# alarm code / beep break down?



## ThebigbadWOLF (Mar 18, 2013)

anyone? maybe wrong place?


----------



## Robby (Mar 1, 2013)

You will get this message if the car was strongly bumped when parked......like a shopping cart hit or a strong door hit.....or a bumper bang.

Have you carefully looked for any damage?

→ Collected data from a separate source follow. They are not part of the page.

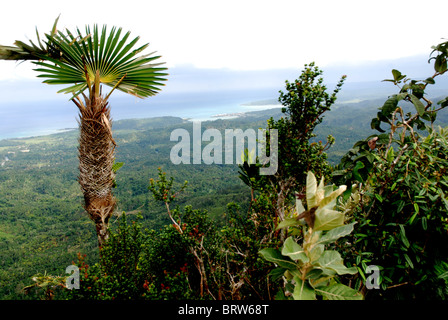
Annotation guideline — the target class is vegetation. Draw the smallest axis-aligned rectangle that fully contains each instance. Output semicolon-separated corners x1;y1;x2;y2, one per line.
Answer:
0;37;448;302
260;171;362;300
333;40;448;299
0;16;167;247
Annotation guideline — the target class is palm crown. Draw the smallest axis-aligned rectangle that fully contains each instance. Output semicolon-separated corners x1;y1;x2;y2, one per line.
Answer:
0;16;168;100
35;25;167;100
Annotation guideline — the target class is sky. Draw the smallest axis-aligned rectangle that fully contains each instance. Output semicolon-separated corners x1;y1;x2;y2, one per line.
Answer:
0;0;447;100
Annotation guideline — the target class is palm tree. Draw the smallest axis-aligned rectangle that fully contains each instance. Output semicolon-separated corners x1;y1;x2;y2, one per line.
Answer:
0;17;167;248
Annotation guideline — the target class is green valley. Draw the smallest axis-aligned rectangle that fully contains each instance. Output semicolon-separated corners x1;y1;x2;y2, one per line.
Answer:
0;93;447;300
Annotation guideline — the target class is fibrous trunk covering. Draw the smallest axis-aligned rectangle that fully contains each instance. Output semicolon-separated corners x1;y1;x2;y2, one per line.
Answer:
77;93;116;248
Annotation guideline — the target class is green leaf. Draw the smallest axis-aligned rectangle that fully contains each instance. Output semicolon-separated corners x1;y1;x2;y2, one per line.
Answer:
306;171;318;208
397;200;405;212
375;193;383;203
386;146;395;163
422;216;428;231
352;161;365;183
381;95;399;117
313;208;345;231
408;211;418;225
391;69;405;82
424;77;435;84
276;217;300;230
371;117;385;133
259;248;297;270
112;161;124;173
316;222;356;246
292;276;316;300
318;185;347;210
315;250;358;275
268;267;287;281
442;197;448;211
434;55;447;73
410;94;426;116
404;254;414;269
315;283;363;300
282;237;309;263
296;198;306;215
413;202;419;214
399;224;410;248
308;244;324;262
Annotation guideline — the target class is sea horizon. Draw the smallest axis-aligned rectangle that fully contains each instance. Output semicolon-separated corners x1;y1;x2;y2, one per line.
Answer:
0;88;281;141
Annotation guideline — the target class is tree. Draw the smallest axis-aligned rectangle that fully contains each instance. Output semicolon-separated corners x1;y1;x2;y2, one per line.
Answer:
239;63;345;228
333;39;448;299
0;17;167;247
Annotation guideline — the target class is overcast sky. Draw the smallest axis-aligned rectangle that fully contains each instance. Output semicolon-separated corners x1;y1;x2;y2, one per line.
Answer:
0;0;447;104
1;0;447;81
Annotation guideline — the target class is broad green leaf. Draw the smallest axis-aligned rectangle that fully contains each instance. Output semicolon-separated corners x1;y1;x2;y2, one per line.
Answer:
308;244;324;262
309;275;332;288
424;77;435;84
259;248;297;270
318;185;347;210
381;95;399;117
410;94;425;116
323;185;334;197
315;283;363;300
315;176;325;204
434;55;447;73
315;250;358;275
306;171;318;208
276;217;300;230
268;267;287;281
304;230;322;249
305;268;324;280
316;222;356;246
352;161;365;183
391;69;404;82
296;198;305;215
292;276;316;300
282;237;309;263
313;208;345;231
371;117;385;132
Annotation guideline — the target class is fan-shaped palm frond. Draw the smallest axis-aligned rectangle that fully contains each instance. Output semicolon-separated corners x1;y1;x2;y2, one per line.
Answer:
33;23;167;100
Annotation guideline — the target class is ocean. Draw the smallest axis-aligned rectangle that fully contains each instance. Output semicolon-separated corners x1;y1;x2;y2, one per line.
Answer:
0;88;279;141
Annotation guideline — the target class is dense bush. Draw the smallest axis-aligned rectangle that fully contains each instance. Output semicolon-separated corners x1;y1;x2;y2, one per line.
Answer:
334;40;448;299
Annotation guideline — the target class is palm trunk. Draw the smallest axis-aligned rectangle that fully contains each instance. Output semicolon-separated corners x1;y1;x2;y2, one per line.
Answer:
76;86;116;248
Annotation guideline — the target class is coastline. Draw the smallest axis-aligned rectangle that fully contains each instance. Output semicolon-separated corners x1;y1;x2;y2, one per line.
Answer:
0;105;281;142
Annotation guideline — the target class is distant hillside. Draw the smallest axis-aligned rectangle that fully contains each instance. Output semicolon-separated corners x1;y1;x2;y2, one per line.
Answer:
0;95;447;299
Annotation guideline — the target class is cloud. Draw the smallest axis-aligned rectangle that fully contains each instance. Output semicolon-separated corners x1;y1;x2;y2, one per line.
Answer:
1;0;447;80
0;53;438;106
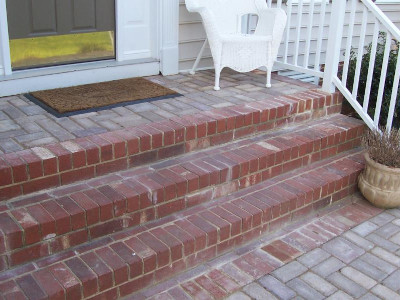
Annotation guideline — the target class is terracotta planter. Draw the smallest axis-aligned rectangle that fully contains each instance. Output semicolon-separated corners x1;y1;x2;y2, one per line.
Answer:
358;153;400;208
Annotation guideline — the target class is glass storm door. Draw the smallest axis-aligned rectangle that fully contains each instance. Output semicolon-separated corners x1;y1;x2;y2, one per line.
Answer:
6;0;116;70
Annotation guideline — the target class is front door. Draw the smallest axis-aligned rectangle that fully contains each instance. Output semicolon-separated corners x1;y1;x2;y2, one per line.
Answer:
6;0;116;70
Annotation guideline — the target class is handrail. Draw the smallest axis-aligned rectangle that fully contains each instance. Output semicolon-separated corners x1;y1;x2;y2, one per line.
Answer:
361;0;400;41
267;0;399;130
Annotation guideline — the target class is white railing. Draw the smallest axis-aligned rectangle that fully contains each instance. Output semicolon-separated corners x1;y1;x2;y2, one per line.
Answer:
274;0;329;80
323;0;400;131
275;0;399;131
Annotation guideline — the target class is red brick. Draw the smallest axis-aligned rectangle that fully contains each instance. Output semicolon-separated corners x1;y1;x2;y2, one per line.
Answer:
84;189;114;221
32;148;57;176
16;274;47;300
89;288;118;300
70;192;100;226
9;243;48;267
151;228;183;262
22;175;60;195
181;281;212;300
210;206;242;237
96;247;128;285
32;269;64;300
210;131;233;146
164;224;195;256
0;184;22;203
157;198;185;218
118;273;153;297
124;237;156;274
138;125;164;149
60;167;95;185
49;230;88;253
187;215;217;246
99;133;127;159
87;136;113;162
185;189;213;208
129;150;158;167
110;182;140;213
96;158;128;177
200;210;230;241
10;208;40;246
110;242;143;279
158;169;187;197
207;269;240;293
81;252;113;292
65;257;98;297
148;172;176;201
48;262;81;300
73;138;100;165
98;185;126;217
136;175;165;204
56;196;86;230
19;150;43;179
182;162;209;189
3;153;27;183
221;203;252;232
125;180;152;209
195;275;227;299
114;130;140;155
137;232;170;268
45;143;73;172
169;165;199;193
41;200;71;236
26;204;56;239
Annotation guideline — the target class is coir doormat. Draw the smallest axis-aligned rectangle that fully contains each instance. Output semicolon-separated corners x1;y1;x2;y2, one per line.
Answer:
25;77;181;118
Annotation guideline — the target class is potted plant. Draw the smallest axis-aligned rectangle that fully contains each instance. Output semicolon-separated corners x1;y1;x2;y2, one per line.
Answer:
358;127;400;208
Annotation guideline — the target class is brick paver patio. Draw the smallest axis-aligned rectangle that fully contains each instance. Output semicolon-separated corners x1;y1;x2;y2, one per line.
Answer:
0;70;313;153
133;194;400;300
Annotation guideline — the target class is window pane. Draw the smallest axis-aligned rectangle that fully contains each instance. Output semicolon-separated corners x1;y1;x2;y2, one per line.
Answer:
9;31;115;70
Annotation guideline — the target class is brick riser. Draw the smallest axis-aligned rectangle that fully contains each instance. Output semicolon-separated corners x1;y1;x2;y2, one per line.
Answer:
0;90;342;201
0;150;365;300
0;115;364;270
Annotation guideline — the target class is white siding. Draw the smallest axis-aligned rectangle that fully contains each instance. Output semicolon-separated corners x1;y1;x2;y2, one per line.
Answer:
178;1;400;72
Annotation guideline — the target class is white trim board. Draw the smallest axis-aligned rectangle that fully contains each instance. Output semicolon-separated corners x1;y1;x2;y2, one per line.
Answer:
0;61;160;97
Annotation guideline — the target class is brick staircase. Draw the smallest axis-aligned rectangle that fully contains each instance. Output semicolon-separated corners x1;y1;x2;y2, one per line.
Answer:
0;89;367;299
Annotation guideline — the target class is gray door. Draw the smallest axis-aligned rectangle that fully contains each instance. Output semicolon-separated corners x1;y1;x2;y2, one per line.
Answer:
6;0;115;69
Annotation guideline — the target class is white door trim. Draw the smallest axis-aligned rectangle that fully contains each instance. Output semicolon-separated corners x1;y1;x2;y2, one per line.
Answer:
0;0;11;76
159;0;179;75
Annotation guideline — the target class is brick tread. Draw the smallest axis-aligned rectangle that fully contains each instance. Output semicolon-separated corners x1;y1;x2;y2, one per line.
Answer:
0;149;365;299
0;90;343;201
0;114;364;270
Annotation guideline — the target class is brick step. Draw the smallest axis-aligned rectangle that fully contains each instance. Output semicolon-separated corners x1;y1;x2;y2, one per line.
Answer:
0;149;365;300
134;193;382;300
0;114;364;270
0;89;343;201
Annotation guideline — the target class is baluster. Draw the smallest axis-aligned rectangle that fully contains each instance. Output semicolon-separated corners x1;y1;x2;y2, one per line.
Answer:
322;0;346;92
342;0;357;86
277;0;282;9
304;0;315;68
284;0;293;64
314;0;327;73
267;0;272;8
294;0;304;66
386;49;400;131
351;6;368;99
363;19;380;113
374;31;392;127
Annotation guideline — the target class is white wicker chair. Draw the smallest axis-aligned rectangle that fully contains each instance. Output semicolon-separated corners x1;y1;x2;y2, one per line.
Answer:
186;0;287;90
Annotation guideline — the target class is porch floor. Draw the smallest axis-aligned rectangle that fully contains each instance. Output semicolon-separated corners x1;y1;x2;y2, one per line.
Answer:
0;69;316;153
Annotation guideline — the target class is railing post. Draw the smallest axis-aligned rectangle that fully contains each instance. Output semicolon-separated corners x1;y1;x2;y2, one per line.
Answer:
322;0;347;92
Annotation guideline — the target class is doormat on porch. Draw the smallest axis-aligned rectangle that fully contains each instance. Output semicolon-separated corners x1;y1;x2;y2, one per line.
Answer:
25;77;181;118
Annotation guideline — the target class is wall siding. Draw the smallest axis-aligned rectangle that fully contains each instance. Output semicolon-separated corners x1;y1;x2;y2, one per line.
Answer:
178;1;400;72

BTW.......A REAL high wind can do this as well.......and, loud thunder.

Rob


----------



## emanon9297 (Oct 10, 2012)

Wow, I had no idea it would even do that. I may try that out today.


----------



## titan2782 (Nov 4, 2011)

Someone driving by with a loud vehicle like a truck or someone who's bumping their system can set it off too.


----------



## ThebigbadWOLF (Mar 18, 2013)

wow really they are triggered that easy?


----------



## ThebigbadWOLF (Mar 18, 2013)

Robby said:


> You will get this message if the car was strongly bumped when parked......like a shopping cart hit or a strong door hit.....or a bumper bang.
> 
> Have you carefully looked for any damage?
> 
> ...


I checked I seen no damage.


----------



## titan2782 (Nov 4, 2011)

My wife had a system installed on her Neon R/T. Light rain would set it off. Stupid system. Luckily our's aren't that bad.


----------